After a painting that somebody bought for $5 at a thrift store was appraised for something like $150,000, the Y.D. suggested we start visiting Goodwill more often.
The trouble is, as we readily saw from watching the show, it’s almost impossible for the layperson to tell the good stuff from the junk. It’s tough to hear, in front of cameras, that the valuable chandelier you thought you’d scooped from its previous owners is not worth the trouble it took to unscrew it from the ceiling.
Likewise, no one really wants to know that Grandma’s prized painting of wolves in the snow is worth less than its frame, or that the antique postcards so painstakingly collected are worth roughly 50 cents each.
I would be afraid to trot out our family goodies for inspection by anyone.
For instance, we have a thing in our upstairs hallway called the “three-legged dresser.” We inherited this piece from my Beloved’s family, and they all called it the three-legged dresser, despite the fact that it has always had four perfectly good legs.
Somebody during that 1970’s craze for “antiquing,” “antiqued” it, and now it’s kind of greeny-white and has a drawer that will drop on the foot of the unwary like a guillotine. The Roadshow people would asphyxiate from laughter, at least until their toes were crushed.
Then there’s Aunt Lunar’s teapot. Aunt Lunar did not belong to us; she belonged to a former minister’s wife, and apparently took a shine to my mother.
Aunt Lunar gave teapots to people to whom she took a shine, so my mother received a small one in Pepto-Bismol pink, with swirls and tiny flowers. A person of refined tastes would be reluctant to drink tea out of it, but we suspect it’s not ugly enough to be truly Antiques-Roadshow-valuable.
In fact, the Y.D. and I noticed that the value of an object could be said to be inversely proportional to its appearance, in many cases.
Horrible bits of pottery, formed in weird lumps and glazed with unhappy colors, tend to be worth a lot more than small, exquisite things. Two black salt cellars that I would happily have lived with forever, for example, turned out to be worth about a fifth of the $25 they cost.
This guideline would probably not hold true for us, however, and we suspect that the aqua and brown pitcher someone gave us as a wedding present is worth approximately $1.50 of anybody’s money.
We would also be afraid to display our antique textiles, since most of these are actually towels that we also got as wedding presents. It’s been a LONG time since that wedding, and our towels are looking pretty “damaged.”
This is Antiques-Roadshow code for “worthless.”
We will keep them at home with our antique tablecloths, since we already know what the appraisers will say about those Kool-aid stains and places where it appears someone ate a cheeseburger without a plate.
Antique jewelry is also a no-go, since we do not, in fact, have any.

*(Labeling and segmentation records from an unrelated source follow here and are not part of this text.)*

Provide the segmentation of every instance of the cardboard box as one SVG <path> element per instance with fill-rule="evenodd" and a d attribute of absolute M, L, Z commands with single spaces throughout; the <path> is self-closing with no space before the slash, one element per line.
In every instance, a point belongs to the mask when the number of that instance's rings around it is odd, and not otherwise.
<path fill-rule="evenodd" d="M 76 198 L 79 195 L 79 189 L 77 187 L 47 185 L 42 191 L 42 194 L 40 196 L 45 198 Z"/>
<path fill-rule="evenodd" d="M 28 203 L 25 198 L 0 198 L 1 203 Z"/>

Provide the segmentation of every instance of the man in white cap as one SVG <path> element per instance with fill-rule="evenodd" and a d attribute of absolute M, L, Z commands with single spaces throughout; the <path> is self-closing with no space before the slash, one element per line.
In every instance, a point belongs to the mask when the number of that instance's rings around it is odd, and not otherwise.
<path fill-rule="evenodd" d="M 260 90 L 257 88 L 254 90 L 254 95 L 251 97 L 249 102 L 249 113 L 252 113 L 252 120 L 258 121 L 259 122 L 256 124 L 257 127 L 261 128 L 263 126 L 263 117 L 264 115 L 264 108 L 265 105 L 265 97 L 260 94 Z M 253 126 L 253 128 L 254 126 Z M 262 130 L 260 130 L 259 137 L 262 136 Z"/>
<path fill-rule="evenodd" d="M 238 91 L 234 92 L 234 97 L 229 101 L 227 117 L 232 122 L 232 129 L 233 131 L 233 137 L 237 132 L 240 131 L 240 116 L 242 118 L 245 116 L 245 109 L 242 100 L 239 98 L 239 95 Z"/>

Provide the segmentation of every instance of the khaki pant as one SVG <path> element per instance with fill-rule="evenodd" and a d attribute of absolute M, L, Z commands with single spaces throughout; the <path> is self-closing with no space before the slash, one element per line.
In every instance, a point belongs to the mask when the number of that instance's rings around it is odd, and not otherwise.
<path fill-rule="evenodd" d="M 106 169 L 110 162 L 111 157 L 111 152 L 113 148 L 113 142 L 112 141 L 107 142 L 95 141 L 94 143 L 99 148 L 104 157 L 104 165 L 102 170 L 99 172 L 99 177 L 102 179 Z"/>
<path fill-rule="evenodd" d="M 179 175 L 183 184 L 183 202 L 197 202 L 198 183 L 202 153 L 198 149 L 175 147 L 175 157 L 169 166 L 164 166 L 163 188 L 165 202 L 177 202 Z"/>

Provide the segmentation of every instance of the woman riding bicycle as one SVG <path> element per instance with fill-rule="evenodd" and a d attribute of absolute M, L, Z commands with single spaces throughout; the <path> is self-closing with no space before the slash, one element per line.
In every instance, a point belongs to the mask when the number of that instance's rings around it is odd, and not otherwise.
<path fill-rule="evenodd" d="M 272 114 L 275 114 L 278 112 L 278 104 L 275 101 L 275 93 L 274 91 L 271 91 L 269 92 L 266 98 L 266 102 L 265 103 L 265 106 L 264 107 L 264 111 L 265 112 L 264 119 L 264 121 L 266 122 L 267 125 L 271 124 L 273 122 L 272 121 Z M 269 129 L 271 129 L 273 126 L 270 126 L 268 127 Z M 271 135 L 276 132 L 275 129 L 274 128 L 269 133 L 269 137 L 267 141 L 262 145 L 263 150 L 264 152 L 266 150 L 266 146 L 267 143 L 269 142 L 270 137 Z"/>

We did inherit a long strand of pop-beads from an aunt. If you’ll recall, pop-beads are things that might look like pearls from a long distance away, in a dark room, to a visually-impaired person.
The great benefit of pop-beads was that the wearer could create a medium-tacky necklace of any length just by popping apart the plastic beads and adding or subtracting some. They came in a lot of colors; my aunt’s are gray.
I keep them in the bottom of a box, but I’m afraid that someone will find them when I die, so perhaps I’ll bury them in the backyard. Everyone knows that things dug up in the backyard are valuable, so maybe they’ll be a windfall for someone else.
This leads us to buttons.
Antiques Roadshow attendees are always finding buttons in their backyards, and these always turn out to be from Civil War uniforms. They could be sold at auction for $700 each.
We actually have a bunch of buttons. They are all brown, and they were removed from my grandfather’s work shirts by my frugal grandmother, who then couldn’t use them because they’re so … brown. A truckload of these would not be worth $700.
After watching Antiques Roadshow and observing the amazing treasures other people find in their attics, garages and backyards, one could get the impression that one’s home is a gold mine, with all sorts of treasure waiting to be discovered.
When we looked around, however, we were forced to conclude that, however treasure-like other people’s trash may be, our trash is just trash.
Perhaps, though, we’ll start digging up the back yard, just in case somebody buried the 19th Century equivalent of pop-beads under a bush.